As we can see in the image below, Luke Shaw is able to drive forward into the space vacated by Alexis. He’s able to dribble past a couple defenders, getting into the box before pulling the ball back for Lukaku. The Belgian is in space, and is able to curl the ball around the defenders to place it into the far corner past a partially unsighted goalkeeper in Vicente Guaita.
How United’s midfield operated.
Manchester United’s midfield also worked to their structure. With Dalot staying so wide on the right, Paul Pogba had room to burst into as he played on the right side of the midfield trio. With Van Aanholt staying wide to mark Dalot, there were large gaps in the channel that Pogba was able to exploit.
Typically, in Manchester United’s midfield, Nemanja Matic operates as the defensive midfielder to shield the back four. He stays deep during the attack, waiting to break up opposition counter-attacks while also providing an outlet to receive the ball and recycle possession. Ander Herrera operates in a more box-to-box role, staying deep and providing the mobility next to a more static Matic. As United transitions into the third phase of possession, in the final third, Herrera will move higher up the pitch and patrol the right half-space, looking to combine with the central striker and the right winger. Paul Pogba will play a more advanced role on the left side, with most of his contribution coming on the attack. Defensively, he helps press higher up the pitch and apply pressure on the opposing team’s centre-backs and also try to prevent their passes into the midfield.
With the injuries, Scott McTominay played in Matic’s role as the deepest midfielder. He was responsible for shielding the Red Devils back line. He performed this role well, providing more mobility than the Serbian typically contributes, but his passing isn’t quite as refined. On the left side of the midfield trio, Fred stayed deeper to help McTominay break up counter attacks. He filled in for the injured Ander Herrera, but he swapped sides with Paul Pogba.
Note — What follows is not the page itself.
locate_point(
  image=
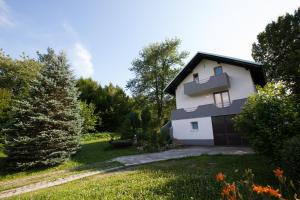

This worked with United’s structure, as it didn’t congest the space that Alexis was operating in. The midfield worked well together; not quite as well as the trio of Matic, Herrera and Pogba but it proved to be functional on both an attacking and defensive basis.
Crystal Palace rarely fare well against the red half of Manchester, and this match continued that trend. They did well creating chances, but still have problems converting them while United had no such issues. Crystal Palace had an xG of 1.67, compared to Manchester United’s 1.51. This shows how United’s clinical finishing was the difference over Palace.
Additionally, the Red Devils’ structure meant they minimised Palace’s strengths and made sure the chances dropped to their most inconsistent finishers. A victory from Manchester United even when they don’t play well is another attribute we’d associate with the glory days of Sir Alex Ferguson.